Mais c'est sa contribution à l'intégration européenne qui lui a assuré sa place dans l'histoire. En tant qu'enfant à la fois de l'Allemagne et de la France, il sentait plus que quiconque que la réconciliation était la seule politique. C'était la résistance au désir ambiant français de restreindre la production allemande de charbon et d'acier qui avait conduit à la chute de son propre gouvernement en 1948. Mais Schuman comprenait politiquement ce que l'économiste français Jean Monnet (1888–1979) avait conçu de manière pragmatique: ce les mesures contre la production allemande sont préjudiciables à la France et à toute l'Europe. Il a donc adopté le programme de Monnet pour la mise en commun du charbon et de l'acier dans la Communauté européenne du charbon et de l'acier (CECA) et a mis son propre nom derrière le «plan Schuman». Dans son discours de lancement du plan en mai 1950, il déclara: "La paix mondiale ne peut être sauvegardée sans des efforts créatifs proportionnés aux dangers qui la menacent.… Le rapprochement des nations d'Europe passe par l'élimination du opposition de la France et de l'Allemagne. " La mise en commun du charbon et de l'acier, a-t-il conclu, «montrera clairement que toute guerre entre la France et l'Allemagne devient non seulement impensable mais matériellement impossible». L'objectif était avant tout politique; la méthode économique et industrielle. Voilà, en un mot, l'essence initiale du projet d'intégration européenne. Schuman a continué à défendre l'autre idée originale de Jean Monnet, la Communauté européenne de défense (mort-née), une position qui a finalement conduit à son départ du gouvernement français. C'est surtout son attachement à un universalisme catholique et sa croyance en la valeur de la civilisation ouest-européenne, qu'il considérait comme menacée par le communisme, qui ont poussé Schuman vers ses positions européanistes.

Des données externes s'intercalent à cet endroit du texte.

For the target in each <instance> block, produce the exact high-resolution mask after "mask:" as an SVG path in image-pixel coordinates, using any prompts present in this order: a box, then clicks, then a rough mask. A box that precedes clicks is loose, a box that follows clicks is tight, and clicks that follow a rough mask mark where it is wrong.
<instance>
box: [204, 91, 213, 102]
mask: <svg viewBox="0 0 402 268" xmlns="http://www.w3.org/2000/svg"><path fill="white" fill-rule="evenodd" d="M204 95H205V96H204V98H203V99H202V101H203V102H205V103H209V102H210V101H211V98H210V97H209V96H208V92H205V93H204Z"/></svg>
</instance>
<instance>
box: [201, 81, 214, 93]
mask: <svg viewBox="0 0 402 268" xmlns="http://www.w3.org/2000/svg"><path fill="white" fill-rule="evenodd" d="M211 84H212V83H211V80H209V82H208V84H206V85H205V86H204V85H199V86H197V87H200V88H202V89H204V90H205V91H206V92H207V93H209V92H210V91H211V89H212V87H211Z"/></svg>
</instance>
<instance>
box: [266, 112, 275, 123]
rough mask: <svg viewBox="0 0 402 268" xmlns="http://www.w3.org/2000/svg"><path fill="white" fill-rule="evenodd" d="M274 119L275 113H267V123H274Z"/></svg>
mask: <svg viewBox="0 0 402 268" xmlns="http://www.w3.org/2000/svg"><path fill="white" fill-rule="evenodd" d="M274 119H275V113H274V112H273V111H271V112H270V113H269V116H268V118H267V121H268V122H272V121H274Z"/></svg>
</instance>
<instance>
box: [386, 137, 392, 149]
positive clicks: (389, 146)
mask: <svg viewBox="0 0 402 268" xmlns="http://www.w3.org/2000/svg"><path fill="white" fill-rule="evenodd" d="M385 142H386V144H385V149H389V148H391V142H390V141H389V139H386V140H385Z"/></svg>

La volatilité de la vie politique sous la IVe République a gravement perturbé l'une de ses carrières les plus prometteuses. Bien que Schuman ait brièvement servi comme ministre de la Justice en 1956–1957, son influence politique a pris fin avec le retour au pouvoir de Charles de Gaulle (1890–1970) en 1958. Cependant, à juste titre, il a été élu pour être le premier président du Parlement européen en 1958. Il est décédé en 1963.
La place principale au cœur des institutions de la Communauté européenne à Bruxelles, avec la Commission européenne d'un côté et le Conseil européen de l'autre, porte le nom de Schuman. En 2004, en reconnaissance de son dévot catholicisme, le pape Jean-Paul II (r. 1978–2005) a mis en marche le processus qui pourrait mener à sa béatification.